6 Money Questions Everyone Should Ask Before Getting MarriedOctober 12, 2016
This original article was written by Sheiresa Ngo for Cheatsheet.
Preparing to spend the rest of your life with someone can be both exciting and terrifying. The possibility of marrying the wrong person can be scary, but what’s even scarier is discovering your significant other is hiding a closet-full of financial skeletons. When left unaddressed, money problems have a way of making a zombie appearance years later, often serving as a catalyst for arguments.
“…Personal finance remains the last bastion of privacy, a deep secret that, like our bank PIN, we dare not divulge. That silence has real consequences. By being secretive about our money, we create chasms in our relationships that can seem impossibly large. We keep the peace by being quiet. It’s just easier that way. All the while, though, the chasms grow and the financial strains build,” said Jeff D. Opdyke in Love and Money: A Life Guide to Financial Success.

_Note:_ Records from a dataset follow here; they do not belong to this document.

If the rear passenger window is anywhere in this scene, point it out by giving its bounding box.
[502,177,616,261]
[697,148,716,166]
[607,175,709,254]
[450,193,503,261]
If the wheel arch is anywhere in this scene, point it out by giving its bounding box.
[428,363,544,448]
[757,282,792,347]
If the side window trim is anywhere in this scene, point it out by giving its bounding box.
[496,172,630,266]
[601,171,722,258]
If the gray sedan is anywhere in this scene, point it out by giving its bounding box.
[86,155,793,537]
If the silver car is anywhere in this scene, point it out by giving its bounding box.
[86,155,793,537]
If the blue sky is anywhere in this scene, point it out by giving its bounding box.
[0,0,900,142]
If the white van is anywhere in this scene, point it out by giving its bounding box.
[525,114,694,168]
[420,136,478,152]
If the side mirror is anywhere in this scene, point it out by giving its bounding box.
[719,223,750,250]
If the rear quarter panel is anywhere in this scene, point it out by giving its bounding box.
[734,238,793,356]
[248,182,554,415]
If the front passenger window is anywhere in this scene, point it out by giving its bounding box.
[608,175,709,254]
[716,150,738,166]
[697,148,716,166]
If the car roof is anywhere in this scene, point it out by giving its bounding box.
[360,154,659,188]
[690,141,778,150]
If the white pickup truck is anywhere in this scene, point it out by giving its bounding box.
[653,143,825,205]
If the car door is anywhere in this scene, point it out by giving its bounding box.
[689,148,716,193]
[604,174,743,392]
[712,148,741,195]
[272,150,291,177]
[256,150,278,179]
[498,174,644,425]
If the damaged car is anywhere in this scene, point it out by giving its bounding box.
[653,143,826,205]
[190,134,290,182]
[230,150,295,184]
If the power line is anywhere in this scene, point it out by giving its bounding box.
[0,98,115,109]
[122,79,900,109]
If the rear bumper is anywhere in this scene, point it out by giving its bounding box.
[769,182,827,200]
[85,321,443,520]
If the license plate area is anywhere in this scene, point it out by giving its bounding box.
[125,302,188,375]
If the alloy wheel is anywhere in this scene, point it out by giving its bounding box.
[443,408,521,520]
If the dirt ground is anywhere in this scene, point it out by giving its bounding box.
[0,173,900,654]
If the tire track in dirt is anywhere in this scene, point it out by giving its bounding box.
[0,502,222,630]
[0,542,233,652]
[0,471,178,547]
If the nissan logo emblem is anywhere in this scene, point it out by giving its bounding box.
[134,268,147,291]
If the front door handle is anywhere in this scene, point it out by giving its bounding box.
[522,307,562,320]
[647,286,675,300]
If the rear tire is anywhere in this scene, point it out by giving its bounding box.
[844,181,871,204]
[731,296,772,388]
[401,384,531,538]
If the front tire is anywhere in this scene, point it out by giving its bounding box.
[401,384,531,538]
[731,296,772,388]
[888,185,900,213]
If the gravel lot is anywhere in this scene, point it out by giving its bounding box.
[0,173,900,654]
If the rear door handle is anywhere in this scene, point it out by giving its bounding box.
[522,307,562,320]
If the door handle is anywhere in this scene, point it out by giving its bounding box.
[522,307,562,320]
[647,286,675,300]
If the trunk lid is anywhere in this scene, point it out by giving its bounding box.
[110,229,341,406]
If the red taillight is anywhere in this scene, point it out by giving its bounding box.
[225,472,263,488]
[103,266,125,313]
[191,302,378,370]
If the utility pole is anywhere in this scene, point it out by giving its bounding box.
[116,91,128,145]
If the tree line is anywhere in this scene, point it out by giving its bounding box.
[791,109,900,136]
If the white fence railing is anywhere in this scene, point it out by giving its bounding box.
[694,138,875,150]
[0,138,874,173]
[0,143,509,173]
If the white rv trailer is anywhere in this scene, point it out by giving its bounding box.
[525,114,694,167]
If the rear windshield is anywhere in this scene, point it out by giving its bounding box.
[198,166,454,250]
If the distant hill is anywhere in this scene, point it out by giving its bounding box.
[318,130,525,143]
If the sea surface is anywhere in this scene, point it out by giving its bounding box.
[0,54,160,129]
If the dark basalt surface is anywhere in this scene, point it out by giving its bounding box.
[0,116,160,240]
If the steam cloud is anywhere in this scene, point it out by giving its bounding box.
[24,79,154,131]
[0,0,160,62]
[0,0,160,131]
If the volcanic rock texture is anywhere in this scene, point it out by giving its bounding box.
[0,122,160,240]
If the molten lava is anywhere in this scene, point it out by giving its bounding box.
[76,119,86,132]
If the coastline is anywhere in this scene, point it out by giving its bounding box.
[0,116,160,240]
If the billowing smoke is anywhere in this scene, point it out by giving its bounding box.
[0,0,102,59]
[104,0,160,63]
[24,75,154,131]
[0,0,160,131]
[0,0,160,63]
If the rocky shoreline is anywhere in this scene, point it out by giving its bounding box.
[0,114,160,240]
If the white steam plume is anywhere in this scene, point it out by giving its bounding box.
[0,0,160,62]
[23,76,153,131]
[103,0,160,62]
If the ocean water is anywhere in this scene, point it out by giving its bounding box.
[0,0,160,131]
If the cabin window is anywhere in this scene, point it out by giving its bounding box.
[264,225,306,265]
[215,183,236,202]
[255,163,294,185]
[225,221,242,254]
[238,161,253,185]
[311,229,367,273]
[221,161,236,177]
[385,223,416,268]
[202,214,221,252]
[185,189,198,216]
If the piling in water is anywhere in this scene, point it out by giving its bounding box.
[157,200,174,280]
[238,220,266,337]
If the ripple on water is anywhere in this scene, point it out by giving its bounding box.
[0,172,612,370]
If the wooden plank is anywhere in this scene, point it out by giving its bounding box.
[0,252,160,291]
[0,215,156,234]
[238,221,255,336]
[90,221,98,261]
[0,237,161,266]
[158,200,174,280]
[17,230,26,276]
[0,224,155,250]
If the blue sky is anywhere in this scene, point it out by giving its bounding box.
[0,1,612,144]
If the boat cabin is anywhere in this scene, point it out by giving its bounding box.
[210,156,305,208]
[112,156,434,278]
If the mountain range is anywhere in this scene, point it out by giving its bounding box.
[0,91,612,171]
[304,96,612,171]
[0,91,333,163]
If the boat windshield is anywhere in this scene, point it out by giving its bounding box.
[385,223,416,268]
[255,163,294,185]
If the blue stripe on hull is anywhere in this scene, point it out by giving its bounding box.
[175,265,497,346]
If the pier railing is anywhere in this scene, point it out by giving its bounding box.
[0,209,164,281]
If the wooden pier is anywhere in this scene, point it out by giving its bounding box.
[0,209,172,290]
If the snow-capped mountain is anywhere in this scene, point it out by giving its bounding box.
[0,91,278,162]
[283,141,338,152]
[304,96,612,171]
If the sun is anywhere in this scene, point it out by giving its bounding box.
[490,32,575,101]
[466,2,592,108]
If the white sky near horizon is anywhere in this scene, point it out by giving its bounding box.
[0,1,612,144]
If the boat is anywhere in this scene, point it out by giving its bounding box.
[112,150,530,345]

In addition to uncovering financial secrets, you’ll also want to agree on how you’ll manage household finances in your marriage. Amidst all the wedding planning, don’t forget to plan for your financial future. Here are six questions you should ask your loved one before you say ‘I do.’
1. Do you have any large outstanding debts?
Obtaining a clear picture of your partner’s debt load may help you see whether you may be in for some tough financial times. Also inquire about the type of debt (i.e. student loans, medical debt, credit card debt, and so on) and what long-term plans he or she has to pay it down.
2. What’s your credit score?
Credit scores can have a significant impact on your finances as a couple. For example, credit scores will come into play if you decide to apply for a home loan. Don’t wait until you’re house shopping to find out about your future spouse’s credit history. Before you tie the knot, you should both sit down and compare credit reports. Now is the time to learn about any bankruptcies, large debts, or poor money management habits. You can access a copy of your credit reports when you visit annualcreditreport.com. Know that every 12 months you are entitled to one free credit report from each of the three major credit reporting agencies.
3. How much do you make?
This may seem like a simple question, but many couples are in the dark when it comes to income. A recent Fidelity studyfound roughly 43% of couples did not know how much their partner earned. This is up from 27% of survey respondents in 2013. When asked to identify how much their partner made, about 10% of that group missed the mark by $25,000.
4. Do you have significant difficulties with financial management?
Although large debts can give you a glimpse of what your future spouse’s finances are like, it doesn’t tell the whole story. You want to be specific and ask if he or she is dealing with more serious issues like gambling or overspending. These dysfunctional approaches to money have been known to ruin lives and lead to broken marriages. If you discover this is indeed the case, ask what is being done to address the problem. Is he or she seeking therapy? What is the long-term plan? If there is no plan to deal with the issue, you may want to rethink your plans as a couple.
5. How will we pay the bills?
Do you want to split all household bills down the middle or pay according to each of your incomes? This is marriage talk that you need to have so everyone is on the same page. Also figure out whether one spouse will manage all of the household bills or if both of you want to pitch in.
6. Do you want a joint or separate bank account?
This question tends to be a hot-button issue for many couples. The answer will depend on what you’re comfortable with, but the time to decide is now. Agree in advance if you will have separate accounts, a joint account, or a combination of the two.